LONDON (Reuters) - Central bank governors have eased elements of the Basel III accord, the world's core regulatory response to the 2007-09 financial crisis that saw taxpayers rescuing undercapitalised banks.
Implementation of Basel began in January 2013 and will be largely completed by the end of 2018, forcing lenders to hold three times the amount of capital they had before the crisis.
Regulators and investors are already putting pressure on big lenders to comply well ahead of the deadline.
The main elements of the accord are:
CAPITAL
* All banks must hold a minimum core capital buffer equivalent to 7 percent of their risk weighted assets by the end of 2018. The world's biggest 30 or so banks must also hold an extra 1 to 2.5 percent of capital from 2016 because of their size.
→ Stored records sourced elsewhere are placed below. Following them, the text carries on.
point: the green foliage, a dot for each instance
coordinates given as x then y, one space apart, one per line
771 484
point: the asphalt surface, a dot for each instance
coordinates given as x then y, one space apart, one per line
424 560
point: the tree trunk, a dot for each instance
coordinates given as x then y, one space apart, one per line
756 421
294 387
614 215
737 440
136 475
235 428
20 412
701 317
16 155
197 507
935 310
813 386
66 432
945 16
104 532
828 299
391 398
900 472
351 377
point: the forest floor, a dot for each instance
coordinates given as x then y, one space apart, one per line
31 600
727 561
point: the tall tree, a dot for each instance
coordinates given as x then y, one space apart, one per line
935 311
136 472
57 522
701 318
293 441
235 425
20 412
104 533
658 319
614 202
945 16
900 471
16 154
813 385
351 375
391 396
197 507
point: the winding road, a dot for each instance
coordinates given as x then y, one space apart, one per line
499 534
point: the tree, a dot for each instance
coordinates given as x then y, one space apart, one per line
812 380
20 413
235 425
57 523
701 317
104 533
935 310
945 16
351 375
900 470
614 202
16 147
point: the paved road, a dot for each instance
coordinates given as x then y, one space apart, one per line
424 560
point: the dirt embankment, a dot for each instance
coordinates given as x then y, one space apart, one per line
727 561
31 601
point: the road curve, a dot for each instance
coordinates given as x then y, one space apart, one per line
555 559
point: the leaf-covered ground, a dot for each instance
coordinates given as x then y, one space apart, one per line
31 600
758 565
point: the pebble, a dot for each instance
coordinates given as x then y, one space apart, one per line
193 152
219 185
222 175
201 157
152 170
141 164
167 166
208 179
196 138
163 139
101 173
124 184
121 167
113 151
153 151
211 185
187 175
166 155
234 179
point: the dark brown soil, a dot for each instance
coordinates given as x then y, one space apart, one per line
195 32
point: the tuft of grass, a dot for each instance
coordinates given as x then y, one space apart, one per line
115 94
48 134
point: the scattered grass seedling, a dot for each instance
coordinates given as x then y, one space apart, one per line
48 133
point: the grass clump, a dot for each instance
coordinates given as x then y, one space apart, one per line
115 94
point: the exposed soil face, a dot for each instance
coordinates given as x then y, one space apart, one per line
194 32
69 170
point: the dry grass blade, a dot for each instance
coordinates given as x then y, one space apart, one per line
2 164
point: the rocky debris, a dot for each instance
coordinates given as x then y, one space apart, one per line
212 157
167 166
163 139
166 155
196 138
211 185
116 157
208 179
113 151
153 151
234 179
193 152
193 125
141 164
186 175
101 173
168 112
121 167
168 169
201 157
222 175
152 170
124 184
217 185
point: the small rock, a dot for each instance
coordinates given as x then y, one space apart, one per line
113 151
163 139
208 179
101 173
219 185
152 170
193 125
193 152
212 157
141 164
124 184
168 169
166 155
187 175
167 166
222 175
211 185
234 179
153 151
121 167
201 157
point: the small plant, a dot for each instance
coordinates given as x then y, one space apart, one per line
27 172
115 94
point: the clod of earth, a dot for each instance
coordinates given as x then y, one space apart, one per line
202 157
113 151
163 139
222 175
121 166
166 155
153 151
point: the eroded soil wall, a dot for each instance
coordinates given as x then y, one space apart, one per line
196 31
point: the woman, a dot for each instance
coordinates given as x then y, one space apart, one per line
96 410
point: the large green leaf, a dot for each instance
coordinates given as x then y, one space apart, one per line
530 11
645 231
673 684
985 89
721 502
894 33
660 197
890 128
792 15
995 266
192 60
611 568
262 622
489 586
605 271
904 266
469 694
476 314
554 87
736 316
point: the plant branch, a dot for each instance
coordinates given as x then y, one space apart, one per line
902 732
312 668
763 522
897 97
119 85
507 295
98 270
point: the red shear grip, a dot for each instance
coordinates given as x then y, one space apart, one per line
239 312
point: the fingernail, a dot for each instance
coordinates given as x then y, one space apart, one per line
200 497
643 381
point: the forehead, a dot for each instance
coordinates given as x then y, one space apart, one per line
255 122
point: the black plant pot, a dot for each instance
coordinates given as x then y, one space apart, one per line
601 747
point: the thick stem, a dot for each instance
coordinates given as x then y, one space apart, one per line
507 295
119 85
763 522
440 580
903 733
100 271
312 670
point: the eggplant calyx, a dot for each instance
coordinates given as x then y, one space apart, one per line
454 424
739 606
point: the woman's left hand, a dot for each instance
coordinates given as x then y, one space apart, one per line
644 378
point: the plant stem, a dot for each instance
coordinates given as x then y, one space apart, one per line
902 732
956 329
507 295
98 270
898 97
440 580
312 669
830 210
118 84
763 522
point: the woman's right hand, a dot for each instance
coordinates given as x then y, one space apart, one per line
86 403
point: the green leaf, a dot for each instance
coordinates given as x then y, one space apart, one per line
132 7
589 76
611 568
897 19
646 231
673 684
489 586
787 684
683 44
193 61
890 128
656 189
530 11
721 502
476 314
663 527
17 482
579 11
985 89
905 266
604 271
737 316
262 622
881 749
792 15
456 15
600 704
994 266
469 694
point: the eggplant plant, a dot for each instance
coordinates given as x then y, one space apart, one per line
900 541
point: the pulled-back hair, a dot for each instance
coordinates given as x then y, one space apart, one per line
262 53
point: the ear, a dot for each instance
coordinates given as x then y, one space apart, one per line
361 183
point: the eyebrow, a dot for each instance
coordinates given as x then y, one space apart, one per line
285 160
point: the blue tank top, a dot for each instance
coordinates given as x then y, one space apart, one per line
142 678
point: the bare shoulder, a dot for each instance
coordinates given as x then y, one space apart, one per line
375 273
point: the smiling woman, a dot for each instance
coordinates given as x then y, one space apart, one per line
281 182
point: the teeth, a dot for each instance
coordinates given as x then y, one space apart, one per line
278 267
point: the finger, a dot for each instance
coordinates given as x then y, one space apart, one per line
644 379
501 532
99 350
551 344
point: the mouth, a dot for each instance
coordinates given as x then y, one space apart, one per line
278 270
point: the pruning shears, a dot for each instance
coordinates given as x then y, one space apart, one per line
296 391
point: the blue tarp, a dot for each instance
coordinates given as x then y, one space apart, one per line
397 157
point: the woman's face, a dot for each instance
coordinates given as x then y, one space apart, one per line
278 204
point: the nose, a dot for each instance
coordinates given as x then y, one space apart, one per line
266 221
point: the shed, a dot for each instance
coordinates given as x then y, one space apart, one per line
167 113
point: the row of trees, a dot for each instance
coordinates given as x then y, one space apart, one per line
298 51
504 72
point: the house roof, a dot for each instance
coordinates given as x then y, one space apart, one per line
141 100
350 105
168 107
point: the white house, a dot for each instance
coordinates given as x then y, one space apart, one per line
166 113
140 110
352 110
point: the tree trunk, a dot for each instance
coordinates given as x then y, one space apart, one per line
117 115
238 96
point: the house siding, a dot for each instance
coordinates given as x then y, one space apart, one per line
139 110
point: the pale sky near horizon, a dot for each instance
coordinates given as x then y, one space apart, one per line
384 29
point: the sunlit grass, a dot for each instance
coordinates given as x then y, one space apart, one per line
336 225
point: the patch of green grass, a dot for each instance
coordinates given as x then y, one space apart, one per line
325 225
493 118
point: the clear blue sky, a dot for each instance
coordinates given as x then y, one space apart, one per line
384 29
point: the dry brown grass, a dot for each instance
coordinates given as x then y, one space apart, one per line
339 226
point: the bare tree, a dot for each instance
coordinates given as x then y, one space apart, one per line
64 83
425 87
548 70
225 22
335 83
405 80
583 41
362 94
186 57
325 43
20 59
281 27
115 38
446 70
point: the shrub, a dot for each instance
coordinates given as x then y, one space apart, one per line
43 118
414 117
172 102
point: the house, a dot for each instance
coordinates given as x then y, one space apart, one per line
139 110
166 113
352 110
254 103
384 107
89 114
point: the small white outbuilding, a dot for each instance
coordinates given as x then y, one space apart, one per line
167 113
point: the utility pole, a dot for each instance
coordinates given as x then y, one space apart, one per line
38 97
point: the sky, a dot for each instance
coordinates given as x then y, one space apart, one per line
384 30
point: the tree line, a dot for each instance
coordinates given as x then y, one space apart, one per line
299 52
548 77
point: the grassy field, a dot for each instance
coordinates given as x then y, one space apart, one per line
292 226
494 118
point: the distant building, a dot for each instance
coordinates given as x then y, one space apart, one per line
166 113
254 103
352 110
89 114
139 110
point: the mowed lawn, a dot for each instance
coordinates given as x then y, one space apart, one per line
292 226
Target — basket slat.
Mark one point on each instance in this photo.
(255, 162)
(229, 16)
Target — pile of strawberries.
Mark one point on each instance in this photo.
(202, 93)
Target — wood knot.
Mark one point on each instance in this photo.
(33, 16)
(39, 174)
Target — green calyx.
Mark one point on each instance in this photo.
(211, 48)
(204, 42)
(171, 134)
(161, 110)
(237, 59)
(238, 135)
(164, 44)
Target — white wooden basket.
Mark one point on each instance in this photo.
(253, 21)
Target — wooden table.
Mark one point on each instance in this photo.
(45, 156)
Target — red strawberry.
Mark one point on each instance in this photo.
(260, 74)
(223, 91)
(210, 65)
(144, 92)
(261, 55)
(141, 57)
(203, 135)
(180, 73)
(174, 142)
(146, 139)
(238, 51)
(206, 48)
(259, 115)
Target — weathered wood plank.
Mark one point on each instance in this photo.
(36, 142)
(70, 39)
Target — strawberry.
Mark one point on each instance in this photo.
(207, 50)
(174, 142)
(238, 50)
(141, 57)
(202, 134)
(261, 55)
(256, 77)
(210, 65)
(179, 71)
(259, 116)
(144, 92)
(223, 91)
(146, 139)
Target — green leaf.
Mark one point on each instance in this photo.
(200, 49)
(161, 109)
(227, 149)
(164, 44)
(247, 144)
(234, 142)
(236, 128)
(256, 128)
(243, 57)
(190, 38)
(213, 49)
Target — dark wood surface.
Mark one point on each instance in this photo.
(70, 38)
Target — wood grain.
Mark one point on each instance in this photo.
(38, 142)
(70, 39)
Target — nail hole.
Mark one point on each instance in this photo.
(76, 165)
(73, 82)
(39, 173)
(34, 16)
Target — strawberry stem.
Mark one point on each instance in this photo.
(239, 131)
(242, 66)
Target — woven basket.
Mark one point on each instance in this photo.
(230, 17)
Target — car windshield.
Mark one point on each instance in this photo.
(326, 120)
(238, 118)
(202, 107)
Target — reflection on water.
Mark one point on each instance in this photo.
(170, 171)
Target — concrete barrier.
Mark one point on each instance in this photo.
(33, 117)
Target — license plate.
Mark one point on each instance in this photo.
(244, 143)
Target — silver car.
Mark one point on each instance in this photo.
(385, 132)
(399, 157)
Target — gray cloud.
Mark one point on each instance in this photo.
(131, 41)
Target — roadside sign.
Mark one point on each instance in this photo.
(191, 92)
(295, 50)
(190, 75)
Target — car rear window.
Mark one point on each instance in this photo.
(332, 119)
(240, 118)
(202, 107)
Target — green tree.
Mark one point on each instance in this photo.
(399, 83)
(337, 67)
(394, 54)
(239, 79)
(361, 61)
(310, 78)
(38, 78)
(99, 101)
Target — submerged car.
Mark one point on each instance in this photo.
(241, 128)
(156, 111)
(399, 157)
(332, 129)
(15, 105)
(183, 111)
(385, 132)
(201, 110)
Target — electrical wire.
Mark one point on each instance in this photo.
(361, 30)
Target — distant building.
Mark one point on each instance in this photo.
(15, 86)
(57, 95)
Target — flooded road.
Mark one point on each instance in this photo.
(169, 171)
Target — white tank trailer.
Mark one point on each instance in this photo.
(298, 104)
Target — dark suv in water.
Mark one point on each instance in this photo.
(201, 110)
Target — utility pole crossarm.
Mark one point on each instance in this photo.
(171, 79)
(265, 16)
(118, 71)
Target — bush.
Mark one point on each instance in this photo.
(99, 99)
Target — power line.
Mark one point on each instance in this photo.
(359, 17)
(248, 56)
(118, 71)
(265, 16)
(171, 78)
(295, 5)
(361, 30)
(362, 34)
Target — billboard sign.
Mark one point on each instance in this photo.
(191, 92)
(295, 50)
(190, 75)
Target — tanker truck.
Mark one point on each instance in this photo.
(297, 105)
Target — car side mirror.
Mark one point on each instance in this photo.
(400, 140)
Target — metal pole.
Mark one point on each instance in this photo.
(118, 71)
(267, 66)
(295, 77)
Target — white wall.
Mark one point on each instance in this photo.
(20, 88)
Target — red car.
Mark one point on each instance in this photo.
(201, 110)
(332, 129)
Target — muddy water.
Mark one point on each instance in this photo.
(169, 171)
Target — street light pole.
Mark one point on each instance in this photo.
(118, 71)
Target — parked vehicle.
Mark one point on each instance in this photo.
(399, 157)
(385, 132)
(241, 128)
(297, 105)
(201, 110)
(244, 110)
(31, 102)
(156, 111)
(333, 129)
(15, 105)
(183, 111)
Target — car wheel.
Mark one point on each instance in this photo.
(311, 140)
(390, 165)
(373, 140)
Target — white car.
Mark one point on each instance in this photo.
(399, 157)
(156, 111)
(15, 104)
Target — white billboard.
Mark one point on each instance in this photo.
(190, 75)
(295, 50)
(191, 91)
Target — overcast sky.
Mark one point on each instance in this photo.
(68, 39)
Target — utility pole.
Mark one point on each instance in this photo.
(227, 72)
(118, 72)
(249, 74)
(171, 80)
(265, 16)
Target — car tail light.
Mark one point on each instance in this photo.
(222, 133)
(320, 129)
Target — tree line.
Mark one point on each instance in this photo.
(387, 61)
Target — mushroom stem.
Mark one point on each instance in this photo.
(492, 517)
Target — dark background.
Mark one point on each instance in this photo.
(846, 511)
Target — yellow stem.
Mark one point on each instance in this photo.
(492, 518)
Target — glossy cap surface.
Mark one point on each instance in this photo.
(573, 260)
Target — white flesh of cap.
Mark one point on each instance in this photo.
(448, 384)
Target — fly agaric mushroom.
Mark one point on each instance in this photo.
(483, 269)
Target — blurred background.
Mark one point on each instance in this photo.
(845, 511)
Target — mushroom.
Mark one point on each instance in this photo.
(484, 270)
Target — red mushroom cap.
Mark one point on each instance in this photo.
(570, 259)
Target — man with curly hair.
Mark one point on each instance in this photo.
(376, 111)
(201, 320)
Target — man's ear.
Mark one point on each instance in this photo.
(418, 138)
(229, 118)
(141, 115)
Most major lenders already have buffers at or around 10 percent to demonstrate their financial health.
LEVERAGE RATIO
* A global rule to regulate leverage by forcing lenders to hold a minimum amount of capital in proportion to total assets on a non-risk weighted basis is coming in by 2018.
Regulators agreed on January 12 to ease how it is calculated and will now decide what the final ratio should be. Many countries want it higher than the 3 percent provisionally agreed and which most big lenders already meet.
LIQUIDITY
- Liquidity coverage ratio: Banks must hold a buffer of government bonds and cash to tide them over a month-long freeze in markets. The final version of the rule was eased slightly last year ahead of its introduction and many big lenders already comply;
- Net stable funding ratio: Banks must hold a buffer of bonds and other instruments with maturities of over a year. On Sunday regulators eased the plan and put it out to public consultation ahead of implementation in 2018.